Turner is leaving for new job CEO of the securities unit at financial-services firm Citadel. He leaves a hole in Vole Hill because he was the bloke responsible for setting up Microsoft’s global sales.

Instead of naming a new COO, Nadella appointed two executives to divvy up the sales responsibilities and report to him. Jean-Philippe Courtois will be in charge of global sales, marketing and operations spanning Microsoft’s 13 business areas, Nadella said in a note to employees Thursday. Judson Althoff will lead the worldwide commercial business, including government and small and medium-sized businesses.

Courtois has been with Microsoft for 32 years as an international sales executive at Microsoft, having run both Microsoft International and Microsoft EMEA previously. Althoff previously ran Microsoft North America and is a former Oracle executive.

Chris Capossela will take the worldwide marketing jon, Kurt DelBene leading IT and Chief Financial Officer Amy Hood taking over the sales and marketing team’s finance group, which had been separate.

Turner had bought the sales and operations organisations a discipline it had lacked and did well boosting the sales of enterprise software.
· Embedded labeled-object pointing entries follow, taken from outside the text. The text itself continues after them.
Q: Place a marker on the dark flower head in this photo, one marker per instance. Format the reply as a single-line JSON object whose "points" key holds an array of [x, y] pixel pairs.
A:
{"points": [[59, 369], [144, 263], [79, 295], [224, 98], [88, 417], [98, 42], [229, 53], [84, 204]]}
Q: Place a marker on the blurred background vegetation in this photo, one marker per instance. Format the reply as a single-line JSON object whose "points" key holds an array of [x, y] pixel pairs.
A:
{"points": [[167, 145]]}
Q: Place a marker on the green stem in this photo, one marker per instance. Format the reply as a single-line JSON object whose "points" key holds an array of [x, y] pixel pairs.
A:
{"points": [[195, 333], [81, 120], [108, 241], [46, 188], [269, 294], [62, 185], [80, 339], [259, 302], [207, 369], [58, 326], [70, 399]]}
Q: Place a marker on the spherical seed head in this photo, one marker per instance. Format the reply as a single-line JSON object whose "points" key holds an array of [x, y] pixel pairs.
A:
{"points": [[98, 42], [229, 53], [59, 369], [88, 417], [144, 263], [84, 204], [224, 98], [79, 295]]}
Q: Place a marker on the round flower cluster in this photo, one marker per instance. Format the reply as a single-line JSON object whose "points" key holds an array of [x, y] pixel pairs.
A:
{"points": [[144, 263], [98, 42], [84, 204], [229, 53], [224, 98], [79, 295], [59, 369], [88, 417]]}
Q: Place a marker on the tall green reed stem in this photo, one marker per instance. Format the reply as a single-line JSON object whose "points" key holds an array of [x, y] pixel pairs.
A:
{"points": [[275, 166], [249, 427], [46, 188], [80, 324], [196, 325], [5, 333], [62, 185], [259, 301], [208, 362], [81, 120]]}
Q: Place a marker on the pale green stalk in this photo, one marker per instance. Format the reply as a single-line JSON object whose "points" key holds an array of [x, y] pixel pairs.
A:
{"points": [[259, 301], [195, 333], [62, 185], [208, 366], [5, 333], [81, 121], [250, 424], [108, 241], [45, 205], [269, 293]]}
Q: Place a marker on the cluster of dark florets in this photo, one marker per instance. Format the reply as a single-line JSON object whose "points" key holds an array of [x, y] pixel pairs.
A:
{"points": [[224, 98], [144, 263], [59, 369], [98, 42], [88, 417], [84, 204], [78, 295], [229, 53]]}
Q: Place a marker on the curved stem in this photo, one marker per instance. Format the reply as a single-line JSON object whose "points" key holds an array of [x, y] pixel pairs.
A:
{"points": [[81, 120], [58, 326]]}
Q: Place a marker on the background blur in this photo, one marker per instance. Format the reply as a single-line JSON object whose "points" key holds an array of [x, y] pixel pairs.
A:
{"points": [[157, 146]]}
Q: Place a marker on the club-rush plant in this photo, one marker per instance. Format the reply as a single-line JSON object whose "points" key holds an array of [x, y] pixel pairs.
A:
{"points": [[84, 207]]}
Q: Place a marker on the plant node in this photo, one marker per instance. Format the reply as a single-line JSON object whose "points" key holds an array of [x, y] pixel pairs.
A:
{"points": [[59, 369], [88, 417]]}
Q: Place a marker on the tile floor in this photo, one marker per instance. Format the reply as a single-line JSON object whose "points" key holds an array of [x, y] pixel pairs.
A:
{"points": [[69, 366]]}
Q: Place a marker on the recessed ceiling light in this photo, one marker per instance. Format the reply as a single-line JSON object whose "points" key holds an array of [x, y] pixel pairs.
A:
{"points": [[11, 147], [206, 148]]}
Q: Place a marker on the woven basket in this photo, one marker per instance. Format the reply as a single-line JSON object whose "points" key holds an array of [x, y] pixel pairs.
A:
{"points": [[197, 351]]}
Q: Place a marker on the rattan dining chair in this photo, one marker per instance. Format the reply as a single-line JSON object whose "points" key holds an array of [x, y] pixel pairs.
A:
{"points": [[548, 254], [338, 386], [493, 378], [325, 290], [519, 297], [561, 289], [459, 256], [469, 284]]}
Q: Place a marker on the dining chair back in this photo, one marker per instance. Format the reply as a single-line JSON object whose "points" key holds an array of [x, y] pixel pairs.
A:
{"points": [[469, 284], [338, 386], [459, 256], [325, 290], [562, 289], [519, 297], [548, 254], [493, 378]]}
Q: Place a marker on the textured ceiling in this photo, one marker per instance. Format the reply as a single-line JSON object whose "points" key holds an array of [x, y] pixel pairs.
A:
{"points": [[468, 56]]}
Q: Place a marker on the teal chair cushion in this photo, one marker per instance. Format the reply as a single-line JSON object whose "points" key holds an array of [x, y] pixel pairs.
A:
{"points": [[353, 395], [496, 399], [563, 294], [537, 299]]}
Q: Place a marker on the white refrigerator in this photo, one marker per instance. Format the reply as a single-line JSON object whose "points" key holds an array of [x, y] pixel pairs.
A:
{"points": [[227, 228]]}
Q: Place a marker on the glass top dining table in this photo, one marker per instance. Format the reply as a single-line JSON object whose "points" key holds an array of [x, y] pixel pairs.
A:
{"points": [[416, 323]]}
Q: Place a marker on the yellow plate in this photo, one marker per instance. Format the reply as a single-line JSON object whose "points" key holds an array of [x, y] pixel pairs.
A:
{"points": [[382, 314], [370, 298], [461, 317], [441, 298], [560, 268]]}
But there was also declining sales growth in the final years of CEO Steve Ballmer’s reign as.

Turner was a candidate to replace Ballmer as CEO in 2014, but was passed over in favour of Nadella. He has been searching for a CEO job for several years we guess it was on his bucket list.

Nadella said that he and Turner had been discussing what needs to be done in sales and support to help Microsoft “continue to reach for the next level of customer centricity and obsession.”

To do that, Nadella said he decided to more closely embed Turner’s unit in the rest of the company. The reorganization dismantles what had become something of a parallel organization within Microsoft, where Turner had his own finance, marketing and communications staffs.